We talked about what a dynasty draft pick is actually worth last week (if you missed it, read it here), so it’s only natural that we continue along the dynasty arena and discuss when it’s time to move on from a player. It’s the question that we all wish we had answers to – at what age does a player drop off in production?
After going through the research process, I can tell you that it varies by position, so this mini-series will break down wide receivers, running backs, and tight ends individually. While quarterbacks have their own arc, it’s a lot more difficult to show their decline, because if a quarterback is still starting in the league at age 35, he’s probably pretty good. Therefore, the numbers would be heavily skewed towards older players, when all it does is take a smaller sample size. You do have those issues with other positions as well, but not nearly as much as the scarce quarterback position (only 32 starting spots available).
Today we’ll be starting with the wide receiver position, which is the one that there are likely the most questions about. To this point in time, most generally accept the idea that wide receivers begin their decline after the age-27 range, making them prime “sell” candidates. Some players who’ll be entering their age-28 season this year include T.Y. Hilton, Julio Jones, Terrelle Pryor, and Rishard Matthews, so should you be concerned?
I’ve gone back through the last 10 years, looking at players of all ages, with just one requirement to be included in the sample. All the players included needed to see at least 50 targets in that particular season, because those who didn’t likely aren’t fantasy relevant. This became a sample size of 831 individual player seasons, and while some ages have more players than others, it’s a solid sample size.
Upside (Top-Five Potential)
Whatever your poison is when drafting or determining who you’d like to keep on your dynasty team, you want a player who can increase his stock the following year with top-five upside. For that reason, the chart below should give you an idea as to when a wide receivers upside disappears and when it peaks.
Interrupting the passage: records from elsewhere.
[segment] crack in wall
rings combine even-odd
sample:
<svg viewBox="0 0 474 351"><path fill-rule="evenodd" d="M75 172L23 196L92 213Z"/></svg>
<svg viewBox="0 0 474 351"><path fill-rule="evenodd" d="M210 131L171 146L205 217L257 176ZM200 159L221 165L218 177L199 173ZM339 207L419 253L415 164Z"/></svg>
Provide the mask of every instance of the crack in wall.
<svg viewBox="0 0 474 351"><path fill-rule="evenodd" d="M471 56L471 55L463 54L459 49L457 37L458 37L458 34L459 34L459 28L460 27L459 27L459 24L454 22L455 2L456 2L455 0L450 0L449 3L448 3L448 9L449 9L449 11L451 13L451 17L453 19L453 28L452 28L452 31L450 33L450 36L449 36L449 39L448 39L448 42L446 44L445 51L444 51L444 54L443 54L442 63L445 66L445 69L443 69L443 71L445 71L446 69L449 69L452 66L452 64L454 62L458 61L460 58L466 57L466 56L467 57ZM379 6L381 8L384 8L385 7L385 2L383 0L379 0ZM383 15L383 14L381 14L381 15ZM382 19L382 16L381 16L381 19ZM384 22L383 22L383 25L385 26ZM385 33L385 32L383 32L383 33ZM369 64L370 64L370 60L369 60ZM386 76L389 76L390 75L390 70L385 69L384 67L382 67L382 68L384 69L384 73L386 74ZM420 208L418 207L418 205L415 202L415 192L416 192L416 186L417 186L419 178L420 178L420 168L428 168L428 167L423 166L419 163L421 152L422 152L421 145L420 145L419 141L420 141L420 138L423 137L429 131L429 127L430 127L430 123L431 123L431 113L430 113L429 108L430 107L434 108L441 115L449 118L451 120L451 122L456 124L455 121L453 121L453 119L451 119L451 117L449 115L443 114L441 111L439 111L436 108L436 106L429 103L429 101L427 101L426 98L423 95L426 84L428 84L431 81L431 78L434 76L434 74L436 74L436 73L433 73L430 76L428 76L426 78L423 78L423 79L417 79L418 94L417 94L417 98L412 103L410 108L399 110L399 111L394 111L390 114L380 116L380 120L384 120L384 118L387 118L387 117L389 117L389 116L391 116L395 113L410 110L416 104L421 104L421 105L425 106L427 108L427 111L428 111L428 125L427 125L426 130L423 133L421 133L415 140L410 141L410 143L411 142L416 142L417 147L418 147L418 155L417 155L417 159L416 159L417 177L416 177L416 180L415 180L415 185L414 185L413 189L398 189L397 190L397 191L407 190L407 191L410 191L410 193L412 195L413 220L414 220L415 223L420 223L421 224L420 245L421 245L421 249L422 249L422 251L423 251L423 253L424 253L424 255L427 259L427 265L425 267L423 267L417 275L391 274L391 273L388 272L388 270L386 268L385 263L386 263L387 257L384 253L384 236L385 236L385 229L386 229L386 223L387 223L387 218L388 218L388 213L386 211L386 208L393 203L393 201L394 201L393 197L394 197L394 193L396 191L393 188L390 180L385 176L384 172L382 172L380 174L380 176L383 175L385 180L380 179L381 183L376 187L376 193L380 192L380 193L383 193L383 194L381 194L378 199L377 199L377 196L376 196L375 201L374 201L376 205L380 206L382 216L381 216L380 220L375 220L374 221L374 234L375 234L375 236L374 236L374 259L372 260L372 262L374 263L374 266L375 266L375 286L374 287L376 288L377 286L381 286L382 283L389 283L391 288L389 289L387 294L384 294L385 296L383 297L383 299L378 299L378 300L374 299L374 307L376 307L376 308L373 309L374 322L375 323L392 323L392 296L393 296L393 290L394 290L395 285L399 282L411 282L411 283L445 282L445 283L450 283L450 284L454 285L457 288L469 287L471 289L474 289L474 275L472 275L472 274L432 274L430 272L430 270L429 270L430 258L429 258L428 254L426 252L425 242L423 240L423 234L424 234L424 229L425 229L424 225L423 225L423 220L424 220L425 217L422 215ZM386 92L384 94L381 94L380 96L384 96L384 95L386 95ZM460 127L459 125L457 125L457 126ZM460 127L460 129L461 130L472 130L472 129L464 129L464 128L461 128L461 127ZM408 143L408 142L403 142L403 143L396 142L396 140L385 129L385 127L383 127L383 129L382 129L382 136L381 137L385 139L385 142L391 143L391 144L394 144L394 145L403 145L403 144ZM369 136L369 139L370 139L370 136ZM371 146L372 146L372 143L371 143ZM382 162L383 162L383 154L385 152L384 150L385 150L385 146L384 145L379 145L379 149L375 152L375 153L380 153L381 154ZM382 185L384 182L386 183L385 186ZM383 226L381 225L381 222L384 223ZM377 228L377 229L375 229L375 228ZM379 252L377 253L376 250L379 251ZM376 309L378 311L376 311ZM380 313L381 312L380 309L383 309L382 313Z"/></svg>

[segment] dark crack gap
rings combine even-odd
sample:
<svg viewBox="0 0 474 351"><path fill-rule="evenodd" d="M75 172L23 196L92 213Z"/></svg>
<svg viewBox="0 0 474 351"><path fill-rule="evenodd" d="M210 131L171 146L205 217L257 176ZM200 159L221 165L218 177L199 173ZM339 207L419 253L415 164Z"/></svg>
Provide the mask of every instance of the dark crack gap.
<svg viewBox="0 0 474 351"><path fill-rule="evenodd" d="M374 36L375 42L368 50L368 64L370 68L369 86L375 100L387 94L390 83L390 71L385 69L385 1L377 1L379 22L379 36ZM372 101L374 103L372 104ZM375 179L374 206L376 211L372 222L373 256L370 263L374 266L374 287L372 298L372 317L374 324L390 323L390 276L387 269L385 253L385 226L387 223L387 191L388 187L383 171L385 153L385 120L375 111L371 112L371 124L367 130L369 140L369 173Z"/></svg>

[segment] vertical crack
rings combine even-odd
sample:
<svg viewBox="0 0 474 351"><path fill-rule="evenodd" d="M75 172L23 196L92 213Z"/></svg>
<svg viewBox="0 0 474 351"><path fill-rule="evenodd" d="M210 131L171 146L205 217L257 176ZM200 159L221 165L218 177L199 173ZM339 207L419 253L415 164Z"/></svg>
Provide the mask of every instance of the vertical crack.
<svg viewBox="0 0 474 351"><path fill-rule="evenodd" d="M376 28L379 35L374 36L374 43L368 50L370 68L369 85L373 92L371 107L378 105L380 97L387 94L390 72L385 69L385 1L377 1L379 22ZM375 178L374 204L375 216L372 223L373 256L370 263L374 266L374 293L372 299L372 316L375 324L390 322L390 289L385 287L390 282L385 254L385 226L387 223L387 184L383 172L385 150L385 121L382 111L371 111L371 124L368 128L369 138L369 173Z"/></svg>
As you can see, the prime age for a receiver to finish top-five at his position is at 29 years of age. Naturally, only some of the best receivers in the game last into their thirties and see 50 targets in a season, so when you notice that just two of 71 wide receivers from age-32 and on have finished top-five in fantasy, it shouldn’t shock you. Some prominent players who’ve reached this range as we head into 2017 include: Jordy Nelson, Brandon Marshall, Larry Fitzgerald, and Anquan Boldin.
It appears that the prime age range for a wide receiver is from age-27 to age-31, where 23 of 296 players, or 7.7 percent of them finished top-five. As for how old they need to be in order to hit their prime, there isn’t much of a ramp-up with wide receivers, as some catch on as early as age-22, but never earlier than that.
Bottom line, you want to try and move your wide receivers before they hit the age-32 cliff. There are some who still view the aforementioned Nelson as a top-15 dynasty wide receiver, but I’d caution against that, and would try to move him myself.
Now that we know once a player reaches the age of 32, his upside is almost non-existent, but what about his functionality as a top-12 guy (WR1)?
Although 32-year old wide receivers lack massive upside, you can see that they posted the second-highest WR1 percentage, giving you a trade window for someone like Nelson, as he can still provide you some value before eventually tailing off like some of the greats before him have. Again, age-33 is the end for a wide receivers WR1 days, as just two of 56 wide receivers were able to finish as a WR1. It’s been a long, fun run for Brandon Marshall, but his drop-off already started in his age-32 season. It’s time to say goodbye to Mr. Marshall.
We see a similar trend to the upside numbers with WR1 potential, though the prime age range looks to be age-28 through age-32, which goes against the conventional wisdom that a wide receiver tails off after the age of 27. Some notable players entering their prime (Age-28 or Age-29) for WR1 numbers include: T.Y Hilton, Julio Jones, Antonio Brown, Golden Tate, Doug Baldwin, A.J. Green, Dez Bryant, and Jeremy Maclin.
WR2 and WR3 Numbers
|Players||Age||WR2 Finish||WR3 Finish|
This is the chart that explains the most, as it shows you how long a wide receiver can provide at least “startable years.” You can clearly see a ramp up in this chart for the younger wide receivers, as those from age-21 to age-26 averaged WR2 numbers just 27.3 percent of the time, while those who were age-27 and older posted WR2 numbers 30.7 percent of the time. There are obviously players that fizzle out of the league by the time they’re 30 years old, which is why you see the sample size fall when you get to that range. But as suspected, those who hang around into their thirties are often able to post top-24 or top-36 numbers, despite their lack in upside.
What We learned
Conventional wisdom has always told us that a wide receiver starts his decline around age-27 or age-28, but if this article has taught you anything, it should be that their prime fantasy football years are still ahead of them. Again, the game we play doesn’t care about whether or not a player is in his prime physical shape, because if it doesn’t equal fantasy points, it doesn’t matter to you, the fantasy player. Don’t sell your stud wide receiver when he’s 27, 28, or even 29 years old, instead wait until he posts another solid year at age-31, and then sell him.